The diameter of KPKVB random graphs

We consider a random graph model that was recently proposed as a model for complex networks by Krioukov et al. (2010). In this model, nodes are chosen randomly inside a disk in the hyperbolic plane and two nodes are connected if they are at most a certain hyperbolic distance from each other. It has previously been shown that this model has various properties associated with complex networks, including a power-law degree distribution and a strictly positive clustering coefficient. The model is specified using three parameters: the number of nodes N, which we think of as going to infinity, and $\alpha, \nu > 0$, which we think of as constant. Roughly speaking, $\alpha$ controls the power-law exponent of the degree sequence and $\nu$ the average degree.

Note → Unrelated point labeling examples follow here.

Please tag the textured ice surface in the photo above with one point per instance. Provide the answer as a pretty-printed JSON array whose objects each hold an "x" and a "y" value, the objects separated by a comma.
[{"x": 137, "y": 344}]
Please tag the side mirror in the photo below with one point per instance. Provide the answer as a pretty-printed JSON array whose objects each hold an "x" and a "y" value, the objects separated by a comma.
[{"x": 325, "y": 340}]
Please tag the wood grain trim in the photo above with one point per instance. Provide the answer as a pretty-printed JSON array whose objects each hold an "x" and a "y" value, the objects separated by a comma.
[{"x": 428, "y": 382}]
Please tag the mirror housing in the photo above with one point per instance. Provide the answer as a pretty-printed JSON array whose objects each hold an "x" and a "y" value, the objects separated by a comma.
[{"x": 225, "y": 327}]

Earlier work of Kiwi and Mitsche (2015) has shown that, when $\alpha \lt 1$ (which corresponds to the exponent of the power law degree sequence being $\lt 3$), the diameter of the largest component is asymptotically almost surely (a.a.s.) at most polylogarithmic in N. Friedrich and Krohmer (2015) showed it was a.a.s. $\Omega(\log N)$ and improved the exponent of the polynomial in $\log N$ in the upper bound. Here we show the maximum diameter over all components is a.a.s. $O(\log N),$ thus giving a bound that is tight up to a multiplicative constant.